C’è altro, ovviamente. Anzitutto, il tempo e il luogo: l’Inghilterra degli anni Trenta, una famiglia che sposa il fabianesimo e che quindi guarda al mondo con la convinzione dell’idillio. C’è l’incontro-scontro con pensieri altri e dunque con coetanei altri (i bulletti, inevitabili, ma meno pericolosi degli inquietanti figli dei vicini di casa), ci sono le lingue segrete degli animali e la trasfigurazione fiabesca di quel che non si conosce come reale (il mugnaio burbero che diventa un orco). Ci sono i reduci dell’avventura, come Ned, che si può immaginare come un cavaliere perché conosce cosa sia la paura (e altri non è, il nostro cavaliere, se non Lawrence d’Arabia, già in Stella del mattino di Wu Ming 4). C’è Colui Che Viene da Fuori, e che dunque porta scompiglio, ed è un fuggitivo politico, Billy. E c’è Colui Che Viene dal Mondo dei Morti: un fantasma, ma non visibile a tutti. Uno Spettro dei Tumuli, in effetti, perché è dopo la violazione della sua sepoltura che si manifesta alla voce narrante, perché, come Tolkien insegna, certi spettri sono gelosi, e chiedono vite in cambio di quella che è stato loro tolta. E ci sono, ancora, Coloro Che Stanno Fra Due Mondi, i due vecchi archeologi che forse sono qualcosa di più, e che sicuramente sanno più della comune Gente Alta.
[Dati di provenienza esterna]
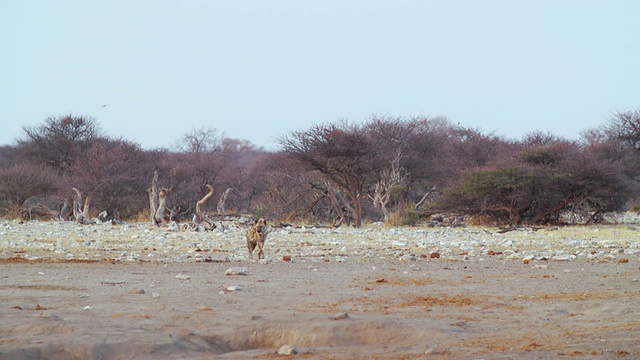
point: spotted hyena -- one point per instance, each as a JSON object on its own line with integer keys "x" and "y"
{"x": 256, "y": 236}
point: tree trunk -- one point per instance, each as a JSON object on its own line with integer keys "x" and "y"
{"x": 223, "y": 199}
{"x": 425, "y": 197}
{"x": 202, "y": 201}
{"x": 160, "y": 217}
{"x": 153, "y": 197}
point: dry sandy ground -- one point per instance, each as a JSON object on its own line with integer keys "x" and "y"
{"x": 340, "y": 296}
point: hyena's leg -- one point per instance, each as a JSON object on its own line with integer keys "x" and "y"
{"x": 260, "y": 251}
{"x": 251, "y": 245}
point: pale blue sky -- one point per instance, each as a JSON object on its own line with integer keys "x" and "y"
{"x": 258, "y": 69}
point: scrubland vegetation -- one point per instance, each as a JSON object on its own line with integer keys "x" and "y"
{"x": 399, "y": 170}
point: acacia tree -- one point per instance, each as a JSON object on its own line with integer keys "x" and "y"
{"x": 540, "y": 181}
{"x": 407, "y": 159}
{"x": 114, "y": 173}
{"x": 625, "y": 126}
{"x": 59, "y": 140}
{"x": 341, "y": 153}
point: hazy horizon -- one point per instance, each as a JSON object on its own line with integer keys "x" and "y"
{"x": 256, "y": 70}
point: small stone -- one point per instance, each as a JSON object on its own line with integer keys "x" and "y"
{"x": 343, "y": 316}
{"x": 238, "y": 270}
{"x": 288, "y": 350}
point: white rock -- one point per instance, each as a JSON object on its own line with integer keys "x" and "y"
{"x": 238, "y": 270}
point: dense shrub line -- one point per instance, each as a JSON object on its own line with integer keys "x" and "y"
{"x": 386, "y": 168}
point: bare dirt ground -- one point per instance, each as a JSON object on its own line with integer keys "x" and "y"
{"x": 77, "y": 292}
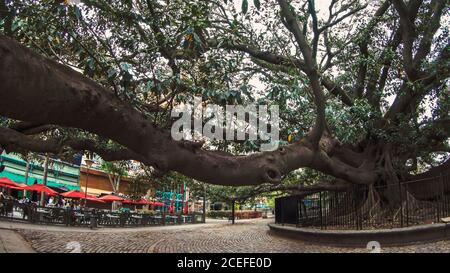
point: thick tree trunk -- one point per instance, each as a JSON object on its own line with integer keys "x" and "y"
{"x": 52, "y": 93}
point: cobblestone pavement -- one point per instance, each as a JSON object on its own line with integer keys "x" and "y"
{"x": 253, "y": 236}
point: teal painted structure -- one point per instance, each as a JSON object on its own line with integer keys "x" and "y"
{"x": 171, "y": 198}
{"x": 60, "y": 173}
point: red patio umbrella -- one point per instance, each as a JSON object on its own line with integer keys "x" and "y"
{"x": 75, "y": 194}
{"x": 111, "y": 198}
{"x": 142, "y": 201}
{"x": 5, "y": 182}
{"x": 157, "y": 204}
{"x": 41, "y": 188}
{"x": 95, "y": 199}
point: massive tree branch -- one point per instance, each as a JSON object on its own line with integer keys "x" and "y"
{"x": 56, "y": 94}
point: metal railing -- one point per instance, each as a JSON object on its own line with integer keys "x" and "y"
{"x": 13, "y": 210}
{"x": 403, "y": 204}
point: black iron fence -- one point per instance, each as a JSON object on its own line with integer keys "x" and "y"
{"x": 13, "y": 210}
{"x": 403, "y": 204}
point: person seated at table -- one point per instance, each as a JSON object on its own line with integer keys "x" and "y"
{"x": 50, "y": 201}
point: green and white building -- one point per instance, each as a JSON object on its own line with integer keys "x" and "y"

Quel che fa la differenza – e risponde implicitamente ai molti interrogativi su cosa sia o meno un buon libro – è, insieme alla storia, la voce. Appunto. Vanno sempre insieme, la seconda non si scarnifica per ammiccare a chi legge, anche se giovanissimo, la prima non si sacrifica a uno stile. Non è frequente. E’ prezioso. Tutto (ed è molto) qui.